Connected: VW faces crucial test as CEO pushes for deep cost cuts
Details of possible measures and further job losses at sites in Germany were leaked ahead of the meeting, upsetting VW’s powerful labor representatives.
Chief Financial Officer Arno Antlitz said in a statement late July 9 that VW’s ongoing efforts to cut jobs and capacity were not sufficient “in the current economic and political environment.”
The decision follows weeks of tension with labor leaders and politicians over proposals to eliminate more jobs, close sites and build up the VW brand, according to people familiar with the discussions.
Early signals from the labor party, which holds half the seats on the supervisory board, did not indicate any easing of the impasse.
“Enough is enough; this is the last straw,” top labor representative Daniela Cavallo said in a statement, giving Bloom an ultimatum to address workers by July 10 or face extraordinary worker meetings at Volkswagen after the summer recess.

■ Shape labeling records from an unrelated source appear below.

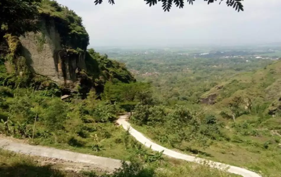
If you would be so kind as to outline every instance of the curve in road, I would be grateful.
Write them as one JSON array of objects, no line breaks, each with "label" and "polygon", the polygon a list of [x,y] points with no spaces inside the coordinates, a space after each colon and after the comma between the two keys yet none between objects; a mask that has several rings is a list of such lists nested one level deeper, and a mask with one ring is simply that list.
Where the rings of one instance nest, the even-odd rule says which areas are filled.
[{"label": "curve in road", "polygon": [[244,168],[186,155],[167,149],[155,143],[132,127],[130,124],[126,120],[129,116],[129,114],[120,116],[117,120],[117,123],[119,125],[122,125],[125,130],[128,130],[130,134],[138,141],[146,147],[151,148],[154,150],[158,151],[164,150],[163,153],[165,155],[187,161],[199,164],[203,164],[205,162],[211,167],[222,170],[226,169],[229,173],[240,175],[244,177],[261,177],[261,176],[256,173]]}]

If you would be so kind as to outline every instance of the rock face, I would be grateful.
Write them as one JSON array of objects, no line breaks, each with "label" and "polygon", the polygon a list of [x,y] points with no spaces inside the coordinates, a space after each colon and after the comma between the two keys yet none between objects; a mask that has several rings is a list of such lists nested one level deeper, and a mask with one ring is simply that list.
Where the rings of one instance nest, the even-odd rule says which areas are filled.
[{"label": "rock face", "polygon": [[42,20],[41,24],[41,32],[29,33],[20,38],[27,64],[33,71],[60,84],[75,82],[75,71],[86,70],[85,52],[68,52],[63,49],[54,22]]},{"label": "rock face", "polygon": [[201,103],[208,104],[215,104],[215,101],[217,96],[217,94],[216,94],[210,95],[206,98],[201,98],[200,102]]}]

Volkswagen’s 2024 agreement with workers already calls for job cuts of more than 35,000 by 2030 at the VW brand in Germany, but management has argued that worsening conditions in China, Europe and the US mean the savings are no longer enough.
Any restructuring at Volkswagen is difficult due to the company’s complex governance, where worker representatives hold half the seats on the supervisory board and the state of Lower Saxony has significant influence.